Tuesday 29 March 2011

the maybe break-up.

This is quite a hard post to write.

Having just spent the best part of the last hour flattening down edges and clearing out the unnecessary chatter I'm in two minds whether to keep this space, move it somewhere else, or pull back completely.

The thing is, I've not always been like this. I've not always held back from rushing forward. I've always thought my way through things, but I've also not waited at the gate to be let in either. This self-awareness often catches me - especially when I find myself looking back over something I've written and grimace at the number of times I've used 'I' as an identifier. I can feel it now. I'm trying to resist the urge to backspace.

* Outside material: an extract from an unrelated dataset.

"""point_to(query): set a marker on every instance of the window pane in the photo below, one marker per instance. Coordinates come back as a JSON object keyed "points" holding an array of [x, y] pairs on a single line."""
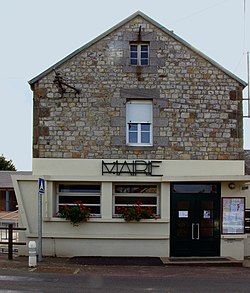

There is something to be said for distance. Not disinterest or detachment.
Distance.
The gathering up of your stuff and moving it to a different corner.
The garnering of perspective is something that you can't negotiate when you're deep down in a space that you're not sure you'd recognize if someone else told you what it looked like. I'm certainly caught up in moment of trying to align the time behind me with where I seem to have found myself.

Essentially, there seems to be an element of simplifying required. The removing of some layers. A starting over. That sort of thing.

So. Deep breath. Here's the deal (I'm running with the changes).
I'm newly single, trying to write a book and am going to be twenty-nine in seven months.

My writing is bookended by those two facts - my heart and the pace of my life. What will this space will end up as? I'm not sure but here's hoping I'm right on time.

Friday 4 March 2011

phoenix.

You must be ready to burn yourself in your own flame: how could you become new, if you had not first become ashes?